Moreover, investigators found hyperreflective material. IRF, SRF, PED, and DROLs in 78.8%, 47.7%, 7.6%, 94.5%, and 55% of the study eyes, respectively.

In eyes with complete imaging data and without DROL, the BCVA was noted as worse in the thinnest outer fovea tertile (thinnest minus middle and thickest tertiles, -19.7 and -19.5 letters, respectively). In eyes with DROL, the BCVA was worst in the thickest outer fovea tertile (thinnest and middle tertiles minus thickest, 12.5 and 12.2, respectively).

They added that the study’s regression models showed that the presence of ILMA and HRM was independently associated with BCVA (22 letters worse [95% confidence interval (CI), -11.2 to -32.8; P <.001] and 9.8 letters worse [95% CI, -0.1 to -19.4; P = .047], respectively).

The findings additionally suggest that subretinal fluid and foveal PED were associated with better BCVA (5.9 letters [95% CI, -7.9 to 19.7; P = .299] and 6.4 letters [95% CI, -1.1 to 14.0; P = .094], respectively).

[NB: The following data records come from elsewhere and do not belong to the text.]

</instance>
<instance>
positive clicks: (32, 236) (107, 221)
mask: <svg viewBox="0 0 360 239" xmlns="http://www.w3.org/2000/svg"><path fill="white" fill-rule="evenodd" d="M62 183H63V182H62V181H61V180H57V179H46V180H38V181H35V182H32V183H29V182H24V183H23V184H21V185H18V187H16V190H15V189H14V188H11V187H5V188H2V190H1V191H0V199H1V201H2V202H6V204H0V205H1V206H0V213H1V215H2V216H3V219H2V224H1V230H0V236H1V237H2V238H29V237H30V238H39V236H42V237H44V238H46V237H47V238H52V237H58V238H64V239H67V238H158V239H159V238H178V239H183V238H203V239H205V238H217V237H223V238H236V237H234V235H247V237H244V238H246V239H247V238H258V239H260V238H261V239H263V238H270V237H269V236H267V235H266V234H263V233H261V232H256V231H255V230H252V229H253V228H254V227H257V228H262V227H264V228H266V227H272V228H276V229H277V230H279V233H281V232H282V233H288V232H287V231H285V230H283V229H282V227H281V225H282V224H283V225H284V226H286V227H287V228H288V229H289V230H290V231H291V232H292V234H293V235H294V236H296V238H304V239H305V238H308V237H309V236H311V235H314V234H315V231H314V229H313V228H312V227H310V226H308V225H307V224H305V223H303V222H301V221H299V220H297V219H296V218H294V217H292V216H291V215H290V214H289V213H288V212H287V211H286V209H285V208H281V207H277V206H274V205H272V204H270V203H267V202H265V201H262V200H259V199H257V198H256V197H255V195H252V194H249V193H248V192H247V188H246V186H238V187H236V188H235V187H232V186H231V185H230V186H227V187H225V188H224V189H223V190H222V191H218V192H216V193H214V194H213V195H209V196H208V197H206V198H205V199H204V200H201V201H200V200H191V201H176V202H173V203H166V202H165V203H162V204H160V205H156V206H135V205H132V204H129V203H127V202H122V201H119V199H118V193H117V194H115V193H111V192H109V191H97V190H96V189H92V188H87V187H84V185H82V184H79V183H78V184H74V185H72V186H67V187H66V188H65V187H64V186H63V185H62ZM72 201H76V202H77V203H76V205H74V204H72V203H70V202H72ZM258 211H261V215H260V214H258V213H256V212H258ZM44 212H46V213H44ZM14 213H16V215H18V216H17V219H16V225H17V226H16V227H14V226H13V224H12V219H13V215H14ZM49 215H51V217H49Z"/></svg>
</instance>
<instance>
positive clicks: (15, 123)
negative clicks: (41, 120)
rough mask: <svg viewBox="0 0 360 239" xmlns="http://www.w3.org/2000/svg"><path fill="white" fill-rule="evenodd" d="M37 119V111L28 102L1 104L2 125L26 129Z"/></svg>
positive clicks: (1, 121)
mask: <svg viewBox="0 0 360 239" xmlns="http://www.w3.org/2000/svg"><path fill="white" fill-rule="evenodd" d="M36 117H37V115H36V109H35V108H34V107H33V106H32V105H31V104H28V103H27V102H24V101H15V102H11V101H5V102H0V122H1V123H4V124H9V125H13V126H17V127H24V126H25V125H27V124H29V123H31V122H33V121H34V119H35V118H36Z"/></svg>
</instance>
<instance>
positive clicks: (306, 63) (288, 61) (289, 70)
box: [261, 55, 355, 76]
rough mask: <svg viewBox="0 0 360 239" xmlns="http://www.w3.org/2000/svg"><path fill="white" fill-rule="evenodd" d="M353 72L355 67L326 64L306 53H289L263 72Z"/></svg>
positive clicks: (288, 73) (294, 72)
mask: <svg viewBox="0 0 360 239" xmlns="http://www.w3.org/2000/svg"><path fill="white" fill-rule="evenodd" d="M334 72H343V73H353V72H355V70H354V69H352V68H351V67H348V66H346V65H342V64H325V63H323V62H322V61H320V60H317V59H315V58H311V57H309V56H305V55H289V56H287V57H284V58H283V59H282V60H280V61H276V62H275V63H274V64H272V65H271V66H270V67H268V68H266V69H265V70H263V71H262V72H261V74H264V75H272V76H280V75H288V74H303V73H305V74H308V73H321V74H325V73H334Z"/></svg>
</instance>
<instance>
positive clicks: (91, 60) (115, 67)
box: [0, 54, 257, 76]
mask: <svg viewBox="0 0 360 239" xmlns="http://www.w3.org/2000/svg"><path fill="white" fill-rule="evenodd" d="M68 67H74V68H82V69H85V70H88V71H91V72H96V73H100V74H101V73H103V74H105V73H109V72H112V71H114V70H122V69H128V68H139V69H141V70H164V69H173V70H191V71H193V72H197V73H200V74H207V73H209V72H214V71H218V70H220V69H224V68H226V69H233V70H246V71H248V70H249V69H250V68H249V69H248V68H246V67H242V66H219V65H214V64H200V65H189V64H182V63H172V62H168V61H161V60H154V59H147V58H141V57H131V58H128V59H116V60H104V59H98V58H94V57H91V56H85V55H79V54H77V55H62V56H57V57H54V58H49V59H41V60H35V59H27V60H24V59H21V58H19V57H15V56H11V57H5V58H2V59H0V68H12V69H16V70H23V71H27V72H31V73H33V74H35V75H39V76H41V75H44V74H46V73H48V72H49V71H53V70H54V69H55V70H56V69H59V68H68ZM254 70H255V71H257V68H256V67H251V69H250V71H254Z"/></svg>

“The model with LLVA was similar,” Chakravarthy noted. “A sensitivity analysis involving the entire eligible cohort yielded similar estimates.”

The study, “Long-term Retinal Morphology and Functional Associations in Treated Neovascular Age-Related Macular Degeneration: Findings from the Inhibition of VEGF in Age-Related Choroidal Neovascularisation Trial,” was published in Ophthalmology Retina.